The Minister of State (Independent Charge) for the Ministry of Science and Technology, Jitendra Singh on Wednesday, September 1, 2022 announced India’s first indigenously-developed quadrivalent human papillomavirus ‘Cervavac’ vaccine protecting against HPV types 6, 11, 16, and 18 to be available in Indian markets at an affordable price range between INR 200-400.
While stating the scientific completion of the vaccine, Singh said, “Covid has raised awareness about preventive healthcare leading to the development of vaccines like the one against cervical cancer.”
“The schemes like Ayushman Bharat have made us think about preventive healthcare and we can now afford it. The Department of Biotechnology has taken a lead in the matter and is in a collaborative mode,” he said.
Adding to the significance of modern science in recent times, Singh stated, “Scientific efforts at times do not get the scale of recognition they deserve. So, this event is to celebrate that scientific completion.”
Here, the scientific completion implied the R&D activities pertaining to the vaccine are said to be accomplished, but the next step of making its availability to the public needs to be ascertained.

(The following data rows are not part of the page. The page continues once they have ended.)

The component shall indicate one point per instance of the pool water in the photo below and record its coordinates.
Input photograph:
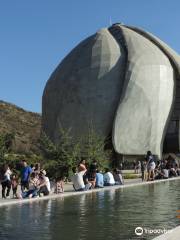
(105, 215)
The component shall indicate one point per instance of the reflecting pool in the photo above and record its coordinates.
(105, 215)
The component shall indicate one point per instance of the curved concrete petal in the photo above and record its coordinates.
(147, 99)
(85, 87)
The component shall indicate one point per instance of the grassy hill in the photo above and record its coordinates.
(24, 125)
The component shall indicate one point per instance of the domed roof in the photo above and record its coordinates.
(122, 80)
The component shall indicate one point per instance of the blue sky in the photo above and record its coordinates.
(36, 35)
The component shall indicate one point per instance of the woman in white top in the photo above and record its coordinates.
(6, 181)
(150, 165)
(108, 178)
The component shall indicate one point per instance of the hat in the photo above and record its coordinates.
(43, 172)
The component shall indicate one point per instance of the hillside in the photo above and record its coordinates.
(23, 124)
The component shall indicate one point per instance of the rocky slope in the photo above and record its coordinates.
(24, 125)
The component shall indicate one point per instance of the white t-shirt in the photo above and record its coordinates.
(108, 178)
(166, 173)
(77, 180)
(7, 175)
(47, 183)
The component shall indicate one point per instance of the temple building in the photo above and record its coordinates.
(126, 82)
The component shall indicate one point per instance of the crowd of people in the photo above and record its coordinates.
(34, 182)
(152, 170)
(88, 178)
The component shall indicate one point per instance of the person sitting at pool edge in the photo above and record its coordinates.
(108, 178)
(118, 177)
(99, 179)
(77, 180)
(44, 185)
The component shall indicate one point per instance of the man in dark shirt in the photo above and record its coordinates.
(25, 174)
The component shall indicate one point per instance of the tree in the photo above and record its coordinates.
(6, 141)
(94, 148)
(60, 157)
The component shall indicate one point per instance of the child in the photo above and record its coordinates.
(14, 183)
(59, 185)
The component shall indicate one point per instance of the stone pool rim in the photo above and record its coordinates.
(73, 193)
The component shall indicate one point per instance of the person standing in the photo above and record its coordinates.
(6, 181)
(108, 178)
(150, 165)
(25, 175)
(77, 179)
(14, 183)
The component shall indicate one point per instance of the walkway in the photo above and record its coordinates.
(70, 192)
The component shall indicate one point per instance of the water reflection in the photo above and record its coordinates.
(112, 214)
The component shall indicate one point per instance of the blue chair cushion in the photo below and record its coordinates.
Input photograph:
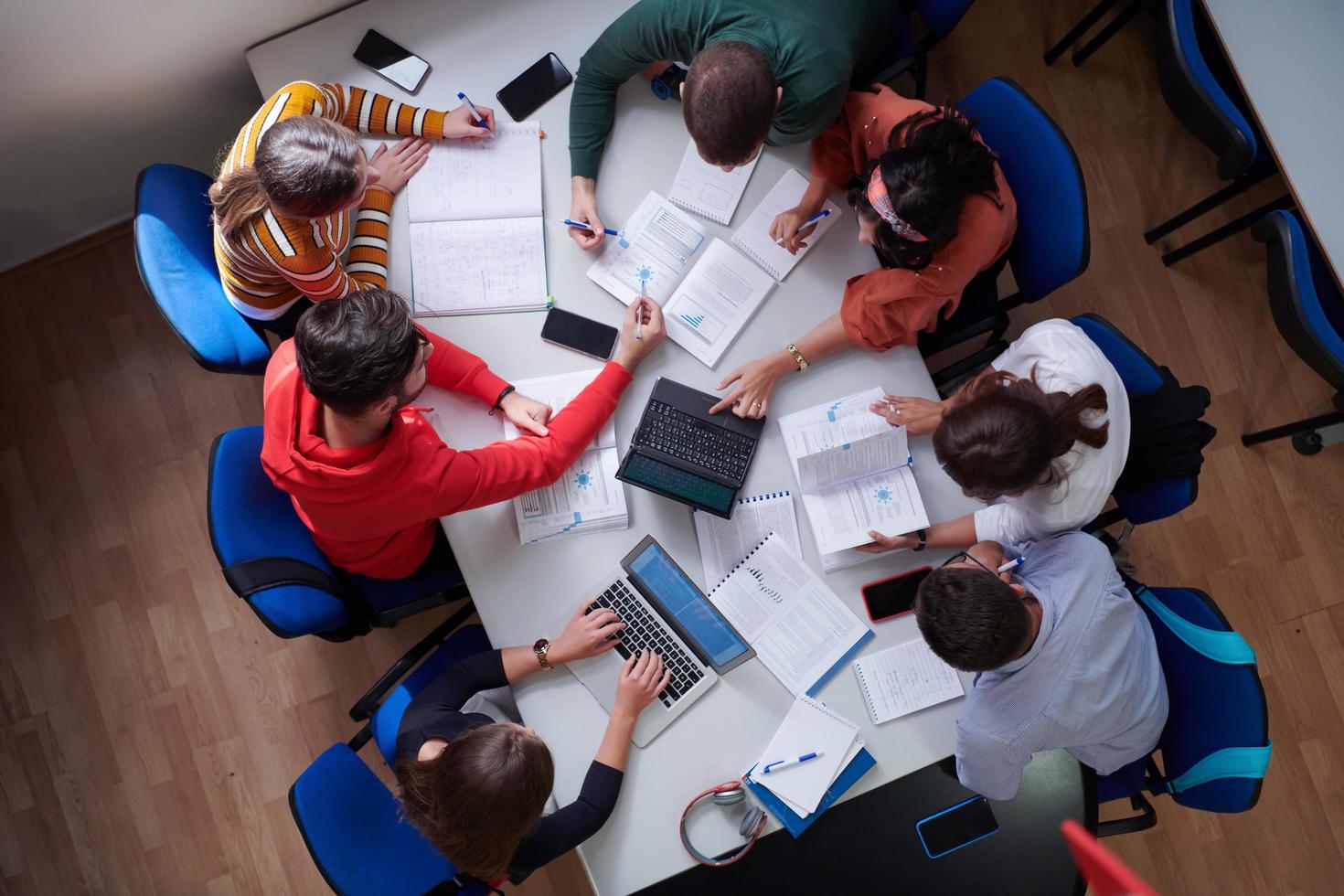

CEO of the Serum Institute of India (SII) Adar Poonawalla, who was also present on the side-lines of the event exhilarated, “The cervical cancer vaccine will be affordable and would be available in the range of INR 200-400. However, the final price is yet to be decided.”
Poonawalla said, “The vaccine will be launched by the end of the year. First the vaccine would be made available through the government channel and from next year onwards, some private partners would be involved too.”
He furthered, “A plan to make 200 million doses is in place and first the vaccine would be given in India and only after that it will be exported to other countries.”
Dr Rajesh S. Gokhale, Secretary, Department of Biotechnology, Ministry of Science & Technology, Government of India said, “Over 2000 volunteers participated across the country for this vaccine.”
“Partnerships between private-public are becoming very important in such research, this co-creation is what is going to make all the difference in the world,” Gokhale asserted.
Dr N Kalaiselvi, Director General, CSIR affirmed, “This is the first stepping stone and research in the field and it will further continue. This government has taken the most amount of care to come up with this type of innovation, making us ‘atmanirbhar’,” she acclaimed.
According to the officials, the qHPV vaccine ‘Cervavac’ has demonstrated robust antibody response, which is nearly 1,000 times higher than the baseline against all targeted HPV types across all dose and age groups.
Earlier in July, the Drugs Controller General of India (DCGI) had granted market authorisation to SII’s qHPV vaccine against cervical cancer.
The government advisory panel NTAGI (National Technical Advisory Group on Immunisation) had recently approved the qHPV after reviewing the clinical trial data of the vaccine.
According to the World Health Organisation, cervical cancer develops in a woman’s cervix (the entrance to the uterus from the vagina). Almost all cervical cancer cases (99 per cent) are linked to infection with high-risk human papillomaviruses (HPV), an extremely common virus transmitted through sexual contact.
Cervical cancer is the fourth most common cancer in women. In 2018, an estimated 5,70,000 women were diagnosed with cervical cancer worldwide and about 311 000 women died from the disease, as per WHO.
When diagnosed, cervical cancer is one of the most successfully treatable forms of cancer, as long as it is detected early and managed effectively. Cancers diagnosed in late stages can also be controlled with appropriate treatment and palliative care.
In May 2018, the WHO Director-General Tedros Adhanom Ghebreyesus had announced a global call-for-action to eliminate cervical cancer, underscoring renewed political will to make elimination a reality and calling for all stakeholders to unite behind this common goal.
Later in August 2020, the World Health Assembly adopted the Global Strategy for cervical cancer elimination, where all countries must reach and maintain an incidence rate of below four per 1,00,000 women.
India accounted for 25 percent of the global cervical cancer mortality burden in 2018. (GLOBOCAN) Cervical cancer incidence rates varied across population-based cancer registries (PBCR) in India with a mean Age Standardised Rate (ASR) of 22.0 per 100,000.
GLOBOCAN 2020 is an online database offering global cancer statistics and estimates of incidence and mortality in around 185 countries for 36 types of cancer, and for all cancer sites combined.
Currently, Eswatini (which changed its name from Swaziland in 2018) had the highest rate of cervical cancer in 2020, followed by Malawi across the world.